2. Plan your workouts
The best time to train would be early in the morning, after your first meal, or after your first meal post-fasting so you are well fuelled for your session. Focus on high-intensity workouts that last no longer than roughly 45 minutes.
3. Eat good-quality food
During Iftar, be mindful that you are not overeating or under-eating in relation to your desired goals.
Ensure that your meals are high in quality proteins, fats and vegetables rather than calorie-dense, nutrient-poor processed foods, like cakes and fast food.
4. Plan meals in advance
Although a lot of your meals will be centred around social occasions with family and friends, if you do have a specific goal, do not be afraid to prepare your meals in advance so they are ready for Iftar – this means you can maximise your time and stay accountable.
5. Stay well hydrated
Water is vital for your body to function optimally – your strength and performance in the gym will suffer if you are dehydrated.
During Ramadan it is very easy to become increasingly dehydrated if you do not manage your water consumption well, so always aim to get your recommended daily water intake between Iftar and Suhur.
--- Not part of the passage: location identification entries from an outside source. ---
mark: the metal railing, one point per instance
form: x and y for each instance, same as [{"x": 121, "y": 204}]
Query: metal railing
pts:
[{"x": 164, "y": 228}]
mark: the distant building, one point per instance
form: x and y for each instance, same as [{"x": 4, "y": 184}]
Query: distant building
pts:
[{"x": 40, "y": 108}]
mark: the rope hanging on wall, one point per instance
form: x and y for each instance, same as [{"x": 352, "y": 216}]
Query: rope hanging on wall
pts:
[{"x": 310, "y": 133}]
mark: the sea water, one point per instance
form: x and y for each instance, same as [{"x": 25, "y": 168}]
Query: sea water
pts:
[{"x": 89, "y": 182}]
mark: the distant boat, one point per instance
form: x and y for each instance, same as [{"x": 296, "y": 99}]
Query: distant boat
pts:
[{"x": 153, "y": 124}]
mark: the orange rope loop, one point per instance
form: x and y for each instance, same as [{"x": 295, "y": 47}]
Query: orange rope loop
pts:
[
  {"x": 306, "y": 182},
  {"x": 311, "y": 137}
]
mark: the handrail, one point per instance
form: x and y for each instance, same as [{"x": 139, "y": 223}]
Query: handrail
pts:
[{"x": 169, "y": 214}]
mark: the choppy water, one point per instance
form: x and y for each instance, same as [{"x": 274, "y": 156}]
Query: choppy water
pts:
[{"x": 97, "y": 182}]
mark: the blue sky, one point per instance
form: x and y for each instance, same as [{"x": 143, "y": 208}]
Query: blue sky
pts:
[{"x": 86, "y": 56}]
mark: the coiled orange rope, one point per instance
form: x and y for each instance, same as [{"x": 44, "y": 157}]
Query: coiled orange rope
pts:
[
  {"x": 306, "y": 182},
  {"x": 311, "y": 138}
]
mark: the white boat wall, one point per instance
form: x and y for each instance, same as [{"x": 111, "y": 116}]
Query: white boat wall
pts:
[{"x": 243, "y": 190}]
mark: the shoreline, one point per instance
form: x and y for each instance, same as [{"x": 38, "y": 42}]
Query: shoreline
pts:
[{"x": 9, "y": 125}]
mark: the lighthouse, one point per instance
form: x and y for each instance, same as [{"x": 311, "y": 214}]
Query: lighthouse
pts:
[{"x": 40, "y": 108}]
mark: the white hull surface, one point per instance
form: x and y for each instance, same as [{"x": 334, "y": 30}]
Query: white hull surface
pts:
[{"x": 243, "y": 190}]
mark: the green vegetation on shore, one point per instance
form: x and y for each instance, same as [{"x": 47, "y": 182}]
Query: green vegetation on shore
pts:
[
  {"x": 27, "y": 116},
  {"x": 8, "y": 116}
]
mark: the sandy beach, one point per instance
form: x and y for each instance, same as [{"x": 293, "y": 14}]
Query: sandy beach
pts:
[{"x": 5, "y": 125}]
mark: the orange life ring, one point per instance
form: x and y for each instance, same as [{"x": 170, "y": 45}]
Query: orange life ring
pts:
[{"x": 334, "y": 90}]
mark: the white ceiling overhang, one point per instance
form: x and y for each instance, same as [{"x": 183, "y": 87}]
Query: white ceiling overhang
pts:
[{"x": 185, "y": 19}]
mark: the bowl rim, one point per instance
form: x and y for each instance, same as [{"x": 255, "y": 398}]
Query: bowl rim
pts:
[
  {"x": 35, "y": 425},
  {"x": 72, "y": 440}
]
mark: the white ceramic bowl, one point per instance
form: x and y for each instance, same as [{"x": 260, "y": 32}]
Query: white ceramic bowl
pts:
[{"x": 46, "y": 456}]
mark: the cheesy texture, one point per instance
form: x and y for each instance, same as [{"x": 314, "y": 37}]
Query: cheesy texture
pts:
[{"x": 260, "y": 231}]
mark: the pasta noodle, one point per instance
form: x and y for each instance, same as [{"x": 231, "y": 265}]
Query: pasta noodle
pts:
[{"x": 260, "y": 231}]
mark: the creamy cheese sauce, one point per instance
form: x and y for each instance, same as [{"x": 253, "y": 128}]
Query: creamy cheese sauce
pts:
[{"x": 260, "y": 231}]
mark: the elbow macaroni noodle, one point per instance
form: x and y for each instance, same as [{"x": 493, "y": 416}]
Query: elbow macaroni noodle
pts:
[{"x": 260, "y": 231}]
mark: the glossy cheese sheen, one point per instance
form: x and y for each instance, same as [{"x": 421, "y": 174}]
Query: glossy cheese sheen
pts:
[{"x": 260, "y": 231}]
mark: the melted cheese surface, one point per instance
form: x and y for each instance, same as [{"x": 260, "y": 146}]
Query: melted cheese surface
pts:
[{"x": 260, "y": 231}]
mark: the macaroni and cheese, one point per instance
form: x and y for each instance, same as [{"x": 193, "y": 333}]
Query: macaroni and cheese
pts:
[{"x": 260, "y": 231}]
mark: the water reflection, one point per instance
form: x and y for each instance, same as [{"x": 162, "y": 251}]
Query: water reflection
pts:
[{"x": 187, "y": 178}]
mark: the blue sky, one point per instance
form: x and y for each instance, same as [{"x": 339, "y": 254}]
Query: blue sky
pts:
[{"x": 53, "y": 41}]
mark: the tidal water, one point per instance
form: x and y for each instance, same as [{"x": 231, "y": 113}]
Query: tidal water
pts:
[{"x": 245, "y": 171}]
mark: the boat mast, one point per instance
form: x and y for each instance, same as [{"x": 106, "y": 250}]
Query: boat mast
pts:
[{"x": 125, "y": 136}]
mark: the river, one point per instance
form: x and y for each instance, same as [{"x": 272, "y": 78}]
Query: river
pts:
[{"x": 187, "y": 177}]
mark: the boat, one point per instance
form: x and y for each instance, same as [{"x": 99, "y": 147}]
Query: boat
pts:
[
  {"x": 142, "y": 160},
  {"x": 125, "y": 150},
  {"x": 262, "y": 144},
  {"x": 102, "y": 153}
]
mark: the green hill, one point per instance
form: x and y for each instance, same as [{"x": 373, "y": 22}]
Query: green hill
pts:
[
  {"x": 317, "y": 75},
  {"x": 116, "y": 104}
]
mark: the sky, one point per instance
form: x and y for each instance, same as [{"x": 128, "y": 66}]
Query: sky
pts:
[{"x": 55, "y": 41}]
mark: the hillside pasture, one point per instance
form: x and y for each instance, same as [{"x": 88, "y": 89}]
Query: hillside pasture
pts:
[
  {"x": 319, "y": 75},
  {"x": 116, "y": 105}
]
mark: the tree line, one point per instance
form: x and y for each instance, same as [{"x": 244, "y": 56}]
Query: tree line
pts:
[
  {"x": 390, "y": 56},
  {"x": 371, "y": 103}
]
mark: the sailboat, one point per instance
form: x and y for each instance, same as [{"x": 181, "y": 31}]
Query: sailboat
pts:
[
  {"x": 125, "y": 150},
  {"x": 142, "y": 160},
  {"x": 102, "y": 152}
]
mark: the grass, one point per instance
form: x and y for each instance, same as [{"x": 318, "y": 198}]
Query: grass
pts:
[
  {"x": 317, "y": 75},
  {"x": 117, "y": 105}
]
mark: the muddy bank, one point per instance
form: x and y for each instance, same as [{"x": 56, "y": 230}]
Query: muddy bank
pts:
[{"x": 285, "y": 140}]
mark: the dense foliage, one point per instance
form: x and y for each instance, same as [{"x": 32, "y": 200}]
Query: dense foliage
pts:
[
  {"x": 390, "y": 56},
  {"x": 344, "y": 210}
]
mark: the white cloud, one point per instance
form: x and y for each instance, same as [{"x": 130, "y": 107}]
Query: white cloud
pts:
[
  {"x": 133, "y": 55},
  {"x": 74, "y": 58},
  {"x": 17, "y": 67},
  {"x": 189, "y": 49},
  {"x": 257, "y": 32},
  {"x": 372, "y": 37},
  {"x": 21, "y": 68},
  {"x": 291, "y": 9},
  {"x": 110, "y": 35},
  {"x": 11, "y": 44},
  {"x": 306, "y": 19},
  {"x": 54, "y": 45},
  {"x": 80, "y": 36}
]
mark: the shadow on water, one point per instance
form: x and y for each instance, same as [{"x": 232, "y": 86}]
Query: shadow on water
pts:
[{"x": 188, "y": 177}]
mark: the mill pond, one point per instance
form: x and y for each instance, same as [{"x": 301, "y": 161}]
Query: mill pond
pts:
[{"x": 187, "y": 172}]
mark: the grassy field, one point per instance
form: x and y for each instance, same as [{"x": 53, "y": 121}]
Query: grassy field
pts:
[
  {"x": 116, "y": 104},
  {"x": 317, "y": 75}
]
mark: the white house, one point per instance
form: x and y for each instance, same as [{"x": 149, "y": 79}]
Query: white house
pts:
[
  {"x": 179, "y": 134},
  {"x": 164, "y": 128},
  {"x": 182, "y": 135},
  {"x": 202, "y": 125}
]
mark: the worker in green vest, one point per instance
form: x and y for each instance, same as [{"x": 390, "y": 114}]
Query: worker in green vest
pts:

Electrolyte drinks, such as coconut water, can also help replace minerals such as potassium and sodium that are lost through sweat.
6. Optimise your sleep
Quality sleep is critical for healthy hormone balance, optimal production of testosterone and growth hormone, as well as reducing cortisol.
Sleep schedules will be affected during Ramadan, but you should still try to achieve a minimum of 6-7 hours.
Those working will most likely split sleep into two periods to accommodate the intake of water and nutrients and balance their social/work life.
7. Maintain your accountability
Whatever your goals, you want to create a structure where you are held accountable to them.
Whether that is enlisting the help of a personal trainer, or simply asking a friend or family member to check in with your progress and keep you focused.
Circumstances and your general approach may change, but your consistency should stay the same!
8. Do not give up!
Staying motivated and on top of your training and nutrition can be a challenge during Ramadan, so be patient with yourself and do what you can with what you have available to you and keep building on these.
Do not throw the towel in and quit – focus your energy on being organised, disciplined and find a routine that will keep your body focused and happy.